Forum Moderators: open

Message Too Old, No Replies

Illegal Charcters in XML feed

         

iamvela

9:16 am on Jul 15, 2008 (gmt 0)

10+ Year Member



I have an XML feed that is based upon text submitted by users, however every so often users submit characters taht are illegal for XML causing the entire feed to choke :(

I need some help in filtering out (brute force replace is ok) these ilegal characters.

TIA,

eelixduppy

9:22 am on Jul 15, 2008 (gmt 0)



Whatever script you are using to parse the feed is what you need to replace the characters. For example, with PHP you can use str_replace().
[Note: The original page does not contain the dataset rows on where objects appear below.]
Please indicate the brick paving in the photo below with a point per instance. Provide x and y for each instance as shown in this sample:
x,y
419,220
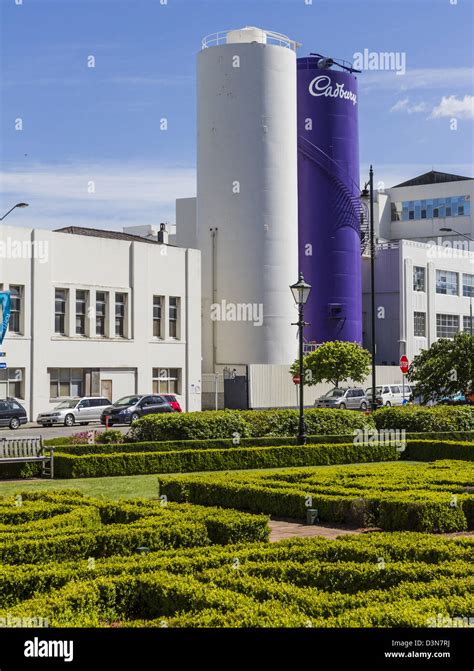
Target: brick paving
x,y
280,529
I, on the other hand, would run the XML through W3C's validator service to see if it is valid XML before using it--if not then show an alert of some kind.

httpwebwitch

2:36 pm on Jul 15, 2008 (gmt 0)

WebmasterWorld Senior Member 10+ Year Member



you can either pasteurize the text to remove/replace those characters, or you can wrap them in a special CDATA placenta.

So, for instance:

<book>
<title>The Big Book of &lt;XML&gt; &amp; &amp;agrave;cc&amp;eacute;nted char&amp;agrave;ct&amp;egrave;rs</title>
</book>

OR:

<book>
<title><![CDATA[The Big Book of <XML> & àccénted charàctèrs]]></title>
</book>

the CDATA is a far better solution

httpwebwitch

2:39 pm on Jul 15, 2008 (gmt 0)

WebmasterWorld Senior Member 10+ Year Member



FYI regarding CDATA:
[w3schools.com...]

Unless you know that the user-entered data is safe, like it's only EVER going to be an integer or alphanumeric string, then treat it as CDATA and encapsulate it accordingly.